Cain looked at her hand, at her face, then at her hand again. How could this be!? He saw the flames eat her with his own eyes. Held the urn that contained her ashes. And yet here she stood, looking at him with those hazel eyes that still haunt his dreams every night.
"Nora?" Cain repeated the name like it was the wrong answer, furrowing his brows tight. "Is that what you were told to say?"
Nora blinked and took a nervous step back, her hand tightening around her umbrella.
"I... I don't understand," she stammered, her voice trembling. “I’m here for a contract job your agency listed."
Cain stepped in closer, invading her personal space and towering over her. "Is this a joke?" His voice cracked. He glanced around the room as if expecting to find hidden cameras. "Who sent you? Was it Lydia? How much did it cost to make you look like a dead woman?"
"I don't know what you’re talking about," Nora’s voice trembled. She took another step back, accidentally bumping into the door. "Please, you're scaring me."
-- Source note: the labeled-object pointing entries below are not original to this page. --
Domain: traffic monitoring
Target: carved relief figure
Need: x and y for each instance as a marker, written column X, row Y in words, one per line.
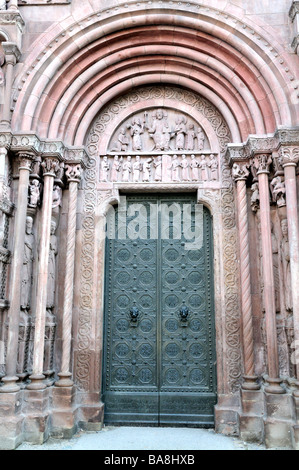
column 122, row 143
column 278, row 191
column 180, row 132
column 190, row 137
column 200, row 139
column 194, row 168
column 105, row 169
column 27, row 265
column 147, row 170
column 175, row 169
column 57, row 196
column 214, row 168
column 116, row 169
column 185, row 168
column 159, row 131
column 137, row 167
column 137, row 128
column 34, row 193
column 255, row 197
column 203, row 165
column 158, row 168
column 285, row 253
column 52, row 267
column 127, row 169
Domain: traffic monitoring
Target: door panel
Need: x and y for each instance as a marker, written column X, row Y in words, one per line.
column 159, row 364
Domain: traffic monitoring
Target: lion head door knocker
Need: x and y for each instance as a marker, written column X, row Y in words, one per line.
column 184, row 313
column 134, row 315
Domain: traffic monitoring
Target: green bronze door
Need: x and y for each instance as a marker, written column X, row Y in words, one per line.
column 159, row 337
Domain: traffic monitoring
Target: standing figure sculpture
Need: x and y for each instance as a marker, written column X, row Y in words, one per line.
column 159, row 131
column 127, row 169
column 116, row 169
column 137, row 167
column 27, row 265
column 105, row 169
column 137, row 128
column 200, row 139
column 158, row 168
column 185, row 169
column 180, row 131
column 52, row 267
column 214, row 168
column 194, row 168
column 175, row 169
column 190, row 137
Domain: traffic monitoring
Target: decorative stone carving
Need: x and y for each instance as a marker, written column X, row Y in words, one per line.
column 289, row 156
column 285, row 253
column 180, row 132
column 164, row 127
column 255, row 197
column 127, row 169
column 200, row 139
column 27, row 265
column 116, row 169
column 137, row 129
column 278, row 191
column 52, row 267
column 34, row 193
column 240, row 171
column 122, row 143
column 57, row 196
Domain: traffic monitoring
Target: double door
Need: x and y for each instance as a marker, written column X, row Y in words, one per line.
column 159, row 337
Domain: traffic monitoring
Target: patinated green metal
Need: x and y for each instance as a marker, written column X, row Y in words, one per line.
column 159, row 341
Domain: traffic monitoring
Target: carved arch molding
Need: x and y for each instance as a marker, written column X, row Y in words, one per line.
column 220, row 200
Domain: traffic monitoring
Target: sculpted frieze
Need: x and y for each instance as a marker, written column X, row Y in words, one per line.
column 159, row 168
column 159, row 130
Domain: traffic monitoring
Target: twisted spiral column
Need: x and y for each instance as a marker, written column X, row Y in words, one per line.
column 65, row 374
column 249, row 377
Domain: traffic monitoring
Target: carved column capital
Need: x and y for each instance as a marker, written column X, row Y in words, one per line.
column 261, row 163
column 240, row 171
column 289, row 156
column 25, row 160
column 73, row 172
column 50, row 166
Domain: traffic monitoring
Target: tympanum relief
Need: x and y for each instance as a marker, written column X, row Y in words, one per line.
column 161, row 145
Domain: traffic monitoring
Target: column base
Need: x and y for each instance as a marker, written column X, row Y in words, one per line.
column 64, row 380
column 37, row 423
column 279, row 422
column 37, row 382
column 11, row 421
column 250, row 383
column 251, row 417
column 64, row 414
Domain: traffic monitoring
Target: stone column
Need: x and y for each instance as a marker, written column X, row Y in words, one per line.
column 289, row 158
column 73, row 177
column 241, row 173
column 12, row 54
column 261, row 164
column 49, row 165
column 25, row 160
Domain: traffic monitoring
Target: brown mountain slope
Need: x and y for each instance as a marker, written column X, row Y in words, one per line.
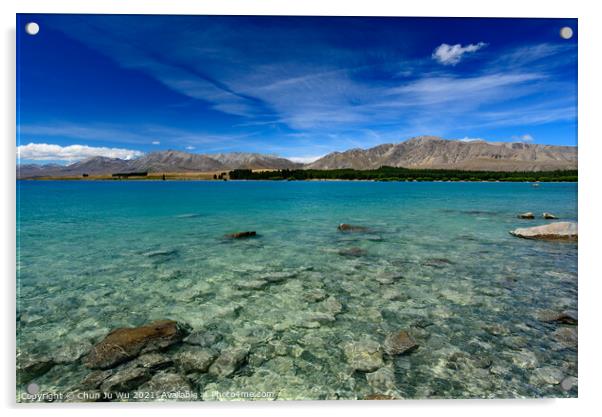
column 437, row 153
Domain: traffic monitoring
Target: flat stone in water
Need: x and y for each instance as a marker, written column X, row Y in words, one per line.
column 126, row 343
column 204, row 338
column 194, row 359
column 568, row 383
column 547, row 375
column 229, row 361
column 167, row 386
column 154, row 361
column 126, row 380
column 382, row 380
column 525, row 359
column 363, row 355
column 554, row 231
column 95, row 378
column 567, row 336
column 30, row 367
column 72, row 352
column 564, row 317
column 398, row 343
column 353, row 252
"Stop… acting," Cain gritted through his teeth and grabbed her wrist.
Her skin was warm. Fever warm. And the sensation of her pulse beneath his thumb made his chest tighten till he couldn't pull in another breath.
He wasn't hallucinating her. Ghosts, after all, don't have a heartbeat.
"Mr. Ashford, let go of me!” Nora gasped, pulling her hand away. “I think there's been a mistake. I should leave."
He stared at her face under the light of the chandelier. There had to be a scar. A sign of surgery. Contact lenses. A mask. Anything!
"You're hurting me!" Nora cried.
Then Cain stared into her eyes, and something inside him broke. Her eyes were wide again, tears prickling at the corners. The same expression Vivienne held last time he saw her screaming from a burning balcony.
Suddenly, the smell of smoke filled his nostrils and he could feel the heat of the burning again.
He let go of her hand sharply and Nora stumbled back, rubbing her wrist before turning back to him. She looked at the door, then back at him, then back at the door once more.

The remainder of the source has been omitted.